La civiltà come strumento discorsivo della politica occidentale

25.02.2019

Estratto dal libro di prossima pubblicazione sulla Multipolarità

La nozione di civiltà fu introdotta nella vasta circolazione accademica alla fine del XVIII secolo dal filosofo scozzese Adam Ferguson, che intendeva con ciò lo stadio di sviluppo della società umana caratterizzata dall'esistenza di classi sociali, città, scrittura e altri fenomeni. Le fasi precedenti, secondo questo pensatore, sono la ferocia e la barbarie. Nel suo Saggio sulla storia della Società Civile, Ferguson ha osservato: “Questo progresso nel caso dell'uomo è continuato in misura maggiore rispetto a quello di qualsiasi altro animale. Non solo i progressi individuali dall'infanzia alla virilità, ma la specie stessa dalla maleducazione alla civiltà.” [1] Un approccio simile fu successivamente adottato da molti studiosi, specialmente in epoca sovietica, a causa del fatto che questa opinione era sostenuta da Friedrich Engels. Questo imperativo esercita influenza fino ad oggi, da cui espressioni come “approccio civilizzatore” e “società civilizzata”, ecc. Nello stesso periodo, un'idea simile è stata espressa dallo studioso inglese John Boswell.

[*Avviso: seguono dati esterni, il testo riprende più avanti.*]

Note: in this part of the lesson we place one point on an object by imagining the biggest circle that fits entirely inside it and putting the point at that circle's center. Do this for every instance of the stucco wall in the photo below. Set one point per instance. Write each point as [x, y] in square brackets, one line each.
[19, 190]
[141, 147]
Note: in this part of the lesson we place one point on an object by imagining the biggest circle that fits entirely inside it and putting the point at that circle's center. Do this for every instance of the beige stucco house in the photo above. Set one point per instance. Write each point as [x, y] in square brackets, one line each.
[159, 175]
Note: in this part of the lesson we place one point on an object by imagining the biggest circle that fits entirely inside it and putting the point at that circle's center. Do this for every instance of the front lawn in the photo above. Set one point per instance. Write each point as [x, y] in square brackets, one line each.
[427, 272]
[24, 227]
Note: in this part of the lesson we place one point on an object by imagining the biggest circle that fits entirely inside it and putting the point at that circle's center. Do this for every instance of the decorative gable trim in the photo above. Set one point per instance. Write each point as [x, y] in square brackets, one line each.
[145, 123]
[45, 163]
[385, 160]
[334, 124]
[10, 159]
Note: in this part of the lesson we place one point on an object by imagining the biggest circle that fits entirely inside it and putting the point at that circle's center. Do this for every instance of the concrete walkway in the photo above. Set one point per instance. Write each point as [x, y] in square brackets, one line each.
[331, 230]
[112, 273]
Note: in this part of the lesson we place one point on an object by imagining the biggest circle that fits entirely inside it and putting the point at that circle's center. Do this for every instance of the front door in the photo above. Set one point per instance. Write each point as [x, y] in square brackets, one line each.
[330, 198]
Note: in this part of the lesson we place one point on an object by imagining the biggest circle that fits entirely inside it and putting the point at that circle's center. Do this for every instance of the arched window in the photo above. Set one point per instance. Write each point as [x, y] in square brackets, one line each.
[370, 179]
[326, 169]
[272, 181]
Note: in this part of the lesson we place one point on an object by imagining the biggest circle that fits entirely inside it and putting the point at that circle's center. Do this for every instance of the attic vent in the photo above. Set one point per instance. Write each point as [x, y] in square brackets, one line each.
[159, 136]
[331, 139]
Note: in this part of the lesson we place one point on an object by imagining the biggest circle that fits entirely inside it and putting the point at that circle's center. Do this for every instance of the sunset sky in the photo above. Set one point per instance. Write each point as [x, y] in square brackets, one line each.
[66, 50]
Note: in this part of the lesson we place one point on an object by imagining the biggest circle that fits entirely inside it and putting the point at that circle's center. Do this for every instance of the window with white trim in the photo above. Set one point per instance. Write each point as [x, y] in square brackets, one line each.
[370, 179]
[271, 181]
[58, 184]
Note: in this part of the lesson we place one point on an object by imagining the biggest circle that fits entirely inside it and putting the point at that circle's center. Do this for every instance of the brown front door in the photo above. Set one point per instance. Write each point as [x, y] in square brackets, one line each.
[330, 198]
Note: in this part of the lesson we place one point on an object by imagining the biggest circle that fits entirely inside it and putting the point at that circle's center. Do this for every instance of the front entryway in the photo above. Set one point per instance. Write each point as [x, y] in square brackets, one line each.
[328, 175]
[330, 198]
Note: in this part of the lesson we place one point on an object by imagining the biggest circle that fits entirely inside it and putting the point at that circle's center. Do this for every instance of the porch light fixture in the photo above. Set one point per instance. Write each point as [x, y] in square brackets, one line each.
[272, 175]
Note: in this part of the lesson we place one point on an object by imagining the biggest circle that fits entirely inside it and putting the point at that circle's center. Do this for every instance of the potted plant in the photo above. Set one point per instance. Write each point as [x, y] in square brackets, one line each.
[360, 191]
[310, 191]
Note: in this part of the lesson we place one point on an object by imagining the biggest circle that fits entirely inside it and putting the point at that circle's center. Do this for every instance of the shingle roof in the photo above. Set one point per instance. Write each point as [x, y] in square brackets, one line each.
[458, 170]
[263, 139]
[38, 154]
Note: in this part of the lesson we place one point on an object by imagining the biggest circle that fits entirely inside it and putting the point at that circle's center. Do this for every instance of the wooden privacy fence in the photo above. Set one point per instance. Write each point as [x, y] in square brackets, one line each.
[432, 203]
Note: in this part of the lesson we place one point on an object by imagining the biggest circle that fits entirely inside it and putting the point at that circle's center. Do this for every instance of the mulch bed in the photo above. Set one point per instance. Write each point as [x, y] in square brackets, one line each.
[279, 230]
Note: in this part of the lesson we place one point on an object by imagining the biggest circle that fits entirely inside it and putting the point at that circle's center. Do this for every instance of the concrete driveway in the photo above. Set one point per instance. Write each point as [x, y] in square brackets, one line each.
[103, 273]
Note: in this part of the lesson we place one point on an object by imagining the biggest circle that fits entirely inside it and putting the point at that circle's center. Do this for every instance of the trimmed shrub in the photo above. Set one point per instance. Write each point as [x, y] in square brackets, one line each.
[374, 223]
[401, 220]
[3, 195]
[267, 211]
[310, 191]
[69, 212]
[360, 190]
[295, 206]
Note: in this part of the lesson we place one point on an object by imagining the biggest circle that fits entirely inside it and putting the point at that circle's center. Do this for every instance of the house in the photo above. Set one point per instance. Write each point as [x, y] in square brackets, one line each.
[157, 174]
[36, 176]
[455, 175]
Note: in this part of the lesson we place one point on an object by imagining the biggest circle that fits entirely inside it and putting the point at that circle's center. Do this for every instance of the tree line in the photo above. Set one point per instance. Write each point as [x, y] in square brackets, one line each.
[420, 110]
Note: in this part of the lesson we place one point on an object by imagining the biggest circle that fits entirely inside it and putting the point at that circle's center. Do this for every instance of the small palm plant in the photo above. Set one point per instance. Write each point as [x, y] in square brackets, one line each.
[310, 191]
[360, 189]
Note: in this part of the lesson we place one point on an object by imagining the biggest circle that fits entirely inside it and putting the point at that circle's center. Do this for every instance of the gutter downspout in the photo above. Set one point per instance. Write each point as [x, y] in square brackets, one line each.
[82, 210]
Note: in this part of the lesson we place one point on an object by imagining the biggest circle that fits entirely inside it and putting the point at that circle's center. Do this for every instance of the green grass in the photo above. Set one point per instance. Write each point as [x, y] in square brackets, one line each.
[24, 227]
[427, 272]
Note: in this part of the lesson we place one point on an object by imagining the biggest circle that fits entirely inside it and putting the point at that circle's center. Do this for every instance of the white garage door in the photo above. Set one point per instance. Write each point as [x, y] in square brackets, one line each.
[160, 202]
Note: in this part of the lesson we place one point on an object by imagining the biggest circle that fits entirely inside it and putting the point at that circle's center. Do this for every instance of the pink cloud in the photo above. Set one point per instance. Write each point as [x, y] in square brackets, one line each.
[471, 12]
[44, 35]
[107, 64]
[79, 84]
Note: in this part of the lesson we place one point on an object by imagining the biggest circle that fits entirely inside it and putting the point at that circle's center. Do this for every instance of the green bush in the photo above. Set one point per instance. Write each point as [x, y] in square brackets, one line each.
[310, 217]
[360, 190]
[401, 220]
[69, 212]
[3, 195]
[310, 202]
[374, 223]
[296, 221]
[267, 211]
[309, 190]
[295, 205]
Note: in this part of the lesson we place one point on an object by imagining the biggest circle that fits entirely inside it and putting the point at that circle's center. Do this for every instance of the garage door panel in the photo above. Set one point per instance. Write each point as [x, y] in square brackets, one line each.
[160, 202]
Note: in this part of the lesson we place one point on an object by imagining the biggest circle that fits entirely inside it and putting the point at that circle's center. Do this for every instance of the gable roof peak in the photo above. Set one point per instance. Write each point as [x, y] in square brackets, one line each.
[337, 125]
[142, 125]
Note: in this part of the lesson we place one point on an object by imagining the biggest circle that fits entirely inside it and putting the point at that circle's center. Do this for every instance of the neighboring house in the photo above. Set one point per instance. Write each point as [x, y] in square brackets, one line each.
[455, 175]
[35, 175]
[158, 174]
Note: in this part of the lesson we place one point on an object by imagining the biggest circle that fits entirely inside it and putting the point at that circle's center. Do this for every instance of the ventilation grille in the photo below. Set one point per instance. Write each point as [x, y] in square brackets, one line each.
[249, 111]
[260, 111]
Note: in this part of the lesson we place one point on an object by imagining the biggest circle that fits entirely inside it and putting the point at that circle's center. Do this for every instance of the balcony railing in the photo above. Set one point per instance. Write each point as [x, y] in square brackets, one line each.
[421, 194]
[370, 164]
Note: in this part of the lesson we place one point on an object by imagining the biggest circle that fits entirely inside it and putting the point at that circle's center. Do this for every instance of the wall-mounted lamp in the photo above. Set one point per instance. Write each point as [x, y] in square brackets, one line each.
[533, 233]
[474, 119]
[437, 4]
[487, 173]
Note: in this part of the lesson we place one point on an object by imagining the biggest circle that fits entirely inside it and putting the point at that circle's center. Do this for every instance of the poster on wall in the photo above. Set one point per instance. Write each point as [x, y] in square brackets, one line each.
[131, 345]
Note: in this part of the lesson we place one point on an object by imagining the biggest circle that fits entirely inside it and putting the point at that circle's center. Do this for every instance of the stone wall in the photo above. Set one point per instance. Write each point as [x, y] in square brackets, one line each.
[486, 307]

Il sociologo tedesco Norbert Elias sosteneva che il concetto di civiltà “esprime l'autocoscienza dell'Occidente” e: “Con questo termine la società occidentale cerca di descrivere ciò che costituisce il suo carattere speciale e ciò di cui è orgoglioso: il livello della sua tecnologia, la natura dei suoi modi, lo sviluppo delle sue conoscenze scientifiche o la visione del mondo e molto altro.[2] Elias osserva inoltre:

Ma “civiltà” non significa la stessa cosa per le diverse nazioni occidentali. Soprattutto, c'è una grande differenza tra l'uso inglese e francese della parola, da un lato, e l'uso tedesco di essa, dall'altro. Per i primi, il concetto riassume in un unico termine il loro orgoglio per il significato delle proprie Nazioni per il progresso dell'Occidente e dell'umanità. Ma nell'uso tedesco, Zivilisation significa qualcosa che è davvero utile, ma tuttavia solo un valore del secondo rango. [3]

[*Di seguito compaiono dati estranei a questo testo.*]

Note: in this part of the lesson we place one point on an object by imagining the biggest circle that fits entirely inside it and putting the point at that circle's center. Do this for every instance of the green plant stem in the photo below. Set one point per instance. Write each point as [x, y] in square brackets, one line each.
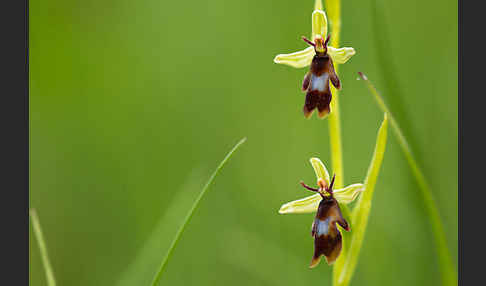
[448, 270]
[333, 9]
[51, 281]
[361, 212]
[188, 217]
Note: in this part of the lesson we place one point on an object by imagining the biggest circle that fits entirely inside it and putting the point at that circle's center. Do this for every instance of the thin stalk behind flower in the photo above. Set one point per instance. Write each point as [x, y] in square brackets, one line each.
[448, 270]
[361, 212]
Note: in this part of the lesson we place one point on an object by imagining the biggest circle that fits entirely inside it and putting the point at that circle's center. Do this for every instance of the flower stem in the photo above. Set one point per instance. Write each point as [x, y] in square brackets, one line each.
[333, 8]
[51, 281]
[191, 212]
[448, 270]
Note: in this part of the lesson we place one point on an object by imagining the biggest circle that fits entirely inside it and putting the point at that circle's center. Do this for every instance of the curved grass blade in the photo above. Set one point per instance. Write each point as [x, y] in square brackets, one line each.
[448, 270]
[51, 281]
[361, 212]
[141, 269]
[188, 217]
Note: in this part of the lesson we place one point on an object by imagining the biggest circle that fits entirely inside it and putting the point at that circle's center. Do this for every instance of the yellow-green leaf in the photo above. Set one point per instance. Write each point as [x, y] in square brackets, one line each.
[298, 59]
[320, 170]
[341, 55]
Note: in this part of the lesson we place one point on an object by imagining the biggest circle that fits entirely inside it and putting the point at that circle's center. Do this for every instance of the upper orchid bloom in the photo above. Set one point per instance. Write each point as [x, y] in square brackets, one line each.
[310, 204]
[303, 58]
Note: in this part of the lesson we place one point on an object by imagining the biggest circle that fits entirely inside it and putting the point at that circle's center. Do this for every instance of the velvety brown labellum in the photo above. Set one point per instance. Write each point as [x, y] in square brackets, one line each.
[327, 238]
[316, 83]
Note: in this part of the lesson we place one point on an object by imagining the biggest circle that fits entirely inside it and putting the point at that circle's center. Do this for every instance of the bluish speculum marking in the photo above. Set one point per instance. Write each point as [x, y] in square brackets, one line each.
[320, 82]
[322, 227]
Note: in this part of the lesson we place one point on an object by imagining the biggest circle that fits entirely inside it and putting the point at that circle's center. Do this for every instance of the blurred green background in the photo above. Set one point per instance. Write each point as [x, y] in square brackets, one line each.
[134, 103]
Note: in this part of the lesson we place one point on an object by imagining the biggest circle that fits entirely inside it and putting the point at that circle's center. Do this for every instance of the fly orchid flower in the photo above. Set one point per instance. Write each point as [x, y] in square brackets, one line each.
[327, 237]
[304, 58]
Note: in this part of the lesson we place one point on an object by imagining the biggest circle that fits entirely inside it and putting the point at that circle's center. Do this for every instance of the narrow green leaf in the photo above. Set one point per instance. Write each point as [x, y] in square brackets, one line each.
[188, 217]
[361, 212]
[141, 269]
[51, 281]
[448, 270]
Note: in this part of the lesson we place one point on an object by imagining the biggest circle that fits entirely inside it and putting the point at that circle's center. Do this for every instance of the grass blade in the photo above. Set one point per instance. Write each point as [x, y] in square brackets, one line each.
[188, 217]
[361, 212]
[141, 269]
[448, 270]
[51, 281]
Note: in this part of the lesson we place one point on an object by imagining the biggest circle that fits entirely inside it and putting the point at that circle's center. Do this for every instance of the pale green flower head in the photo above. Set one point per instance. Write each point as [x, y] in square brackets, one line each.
[309, 204]
[303, 58]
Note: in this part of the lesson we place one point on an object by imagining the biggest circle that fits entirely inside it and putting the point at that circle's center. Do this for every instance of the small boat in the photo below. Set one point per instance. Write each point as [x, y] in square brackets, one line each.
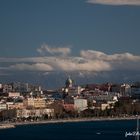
[6, 126]
[98, 133]
[137, 130]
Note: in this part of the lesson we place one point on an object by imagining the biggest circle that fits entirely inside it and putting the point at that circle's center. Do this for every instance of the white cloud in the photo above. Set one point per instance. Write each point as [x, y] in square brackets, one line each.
[90, 54]
[32, 67]
[89, 60]
[54, 50]
[115, 2]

Come è caratteristico della scuola tedesca, Elias condivide le distinzioni di Spengler tra cultura e civiltà, suggerendo che la civiltà significa un processo o, per lo meno, il risultato di un processo. Se la civiltà “minimizza” le differenze nazionali, nella misura in cui il “concetto di civiltà ha la funzione di dare espressione alla tendenza continuamente espansiva dei gruppi colonizzatori, il concetto di Kultur rispecchia l'autocoscienza di una Nazione che doveva costantemente cercare e costituire di nuovo i propri confini, in un senso politico oltre che spirituale, e ancora e ancora ha dovuto chiedersi: qual è realmente la nostra identità?" [4]

Esaminando le origini del contrasto tra cultura e civiltà, Elias cita l’ “Idea per una Storia Universale da un Punto di Vista Cosmopolita” di Kant del 1784, che recita: “L'ideale della moralità appartiene alla cultura; il suo uso per un qualche simulacro di moralità nell'amore per l'onore e il decoro esteriore costituisce una mera civiltà.” In altre parole, secondo Kant, la civiltà è un tipo speciale di comportamento, anche se è creata artificialmente con lo scopo di legittimare lo status sociale.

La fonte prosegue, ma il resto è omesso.